Seth is an interesting person, I thought I’d mentioned him before but an F-I search returns nothing. He’s an associate professor of psychology at the UC Berkeley who invented a diet. Kind of a weird diet, effortless, but it seems to work. It’s called the Shangri La diet, “the no hunger, eat anything weight loss plan”. He’s a very humble, self effacing person, down to earth, not a “personality” of any sort. I haven’t tried his diet but I suspect it’s genuine judging from the character and integrity of the entries on his blog. His entries don’t flog his whiz-bang diet which I think gives him more credibility. Also, we’ve corresponded so I feel certain that he’s not someone with an agenda, but I digress. Returning to his entry:
…Humans are the only animals with occupational specialization – we specialize, and trade.

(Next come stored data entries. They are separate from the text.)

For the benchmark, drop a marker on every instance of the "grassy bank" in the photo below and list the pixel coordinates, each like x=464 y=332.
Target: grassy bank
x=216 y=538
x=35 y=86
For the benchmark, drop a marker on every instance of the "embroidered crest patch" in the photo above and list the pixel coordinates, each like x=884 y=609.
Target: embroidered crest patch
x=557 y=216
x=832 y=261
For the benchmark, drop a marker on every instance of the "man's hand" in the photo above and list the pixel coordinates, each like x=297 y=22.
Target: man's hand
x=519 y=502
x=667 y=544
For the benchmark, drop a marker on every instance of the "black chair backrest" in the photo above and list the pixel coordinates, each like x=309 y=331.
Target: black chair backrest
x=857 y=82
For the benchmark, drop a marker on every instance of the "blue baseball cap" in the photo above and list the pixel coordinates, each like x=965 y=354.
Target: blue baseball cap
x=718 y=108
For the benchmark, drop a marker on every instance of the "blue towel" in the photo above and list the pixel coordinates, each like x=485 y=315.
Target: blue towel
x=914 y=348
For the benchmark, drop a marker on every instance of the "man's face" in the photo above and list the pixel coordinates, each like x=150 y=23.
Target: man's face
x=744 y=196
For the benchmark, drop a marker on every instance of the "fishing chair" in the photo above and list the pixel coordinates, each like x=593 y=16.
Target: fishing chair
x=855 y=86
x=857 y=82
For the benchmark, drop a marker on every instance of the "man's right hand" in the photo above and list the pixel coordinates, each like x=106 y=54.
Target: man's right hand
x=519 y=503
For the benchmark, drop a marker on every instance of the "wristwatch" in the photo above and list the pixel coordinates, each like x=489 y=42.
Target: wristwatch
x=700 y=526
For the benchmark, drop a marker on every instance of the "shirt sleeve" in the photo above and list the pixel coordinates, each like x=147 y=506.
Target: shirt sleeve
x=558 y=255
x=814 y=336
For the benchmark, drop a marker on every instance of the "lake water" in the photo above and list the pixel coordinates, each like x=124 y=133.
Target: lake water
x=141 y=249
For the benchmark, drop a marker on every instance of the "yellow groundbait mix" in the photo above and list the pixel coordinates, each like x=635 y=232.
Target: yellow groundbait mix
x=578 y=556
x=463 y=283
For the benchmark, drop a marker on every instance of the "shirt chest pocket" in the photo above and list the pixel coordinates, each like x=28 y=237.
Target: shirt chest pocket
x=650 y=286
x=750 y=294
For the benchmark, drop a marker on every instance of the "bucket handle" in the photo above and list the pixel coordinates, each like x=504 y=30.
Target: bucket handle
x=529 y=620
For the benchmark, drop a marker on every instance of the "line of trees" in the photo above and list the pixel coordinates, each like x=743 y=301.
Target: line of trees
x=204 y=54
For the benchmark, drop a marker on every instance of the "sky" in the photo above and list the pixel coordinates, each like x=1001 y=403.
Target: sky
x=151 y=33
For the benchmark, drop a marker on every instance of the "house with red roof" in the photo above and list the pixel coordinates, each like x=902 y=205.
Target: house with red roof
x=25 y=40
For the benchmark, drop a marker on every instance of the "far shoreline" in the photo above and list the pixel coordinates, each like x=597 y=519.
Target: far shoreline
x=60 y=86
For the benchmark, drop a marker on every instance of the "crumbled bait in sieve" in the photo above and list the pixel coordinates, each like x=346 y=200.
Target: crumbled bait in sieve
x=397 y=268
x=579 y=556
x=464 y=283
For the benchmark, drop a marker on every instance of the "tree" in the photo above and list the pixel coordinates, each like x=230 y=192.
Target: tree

It started with hobbies. Hobbies became part-time jobs. Part-time jobs became full-time jobs. To support full-time jobs – to generate enough demand – there has to be enough expertise, which builds up slowly. To build up expertise, our brains changed so as to cause creation of special events like Christmas, Japanese New Year, Spring Festival (in China), and a thousand other examples around the world. Such events increase the demand for high-end craftsmanship, thus helping the most skilled craftsmen – the ones most likely to advance the state of their art – make a living.
I don’t know that I entirely agree with his summation, that holiday gift giving traditions have effectively created market conditions favoring the development of high end craftsmanship but it is an interesting idea. A factor in favor of his argument is that we tend not to buy fanciful things for ourselves (most of us anyway), the acquisition of luxury items stems via gift giving from loved ones. Also, kind as his words are toward the fashion industry, few of us will let ourselves off the hook as gently as he has.
A related discussion of gift giving comes from Jon Miller’s entry Holiday Shopping is Wasteful -an argument for leveling- which although I agree with, I tongue in cheekly describe as another in the grinch series preceded by my friend Tyler’s intimation that gift giving -particularly by the elderly- is wasteful. Are left leaning sustainability anti consumption activists appalled to find themselves in league with libertarian economists? I’ve always been curious about that. I know I shiver all over when I find myself agreeing with Eric :).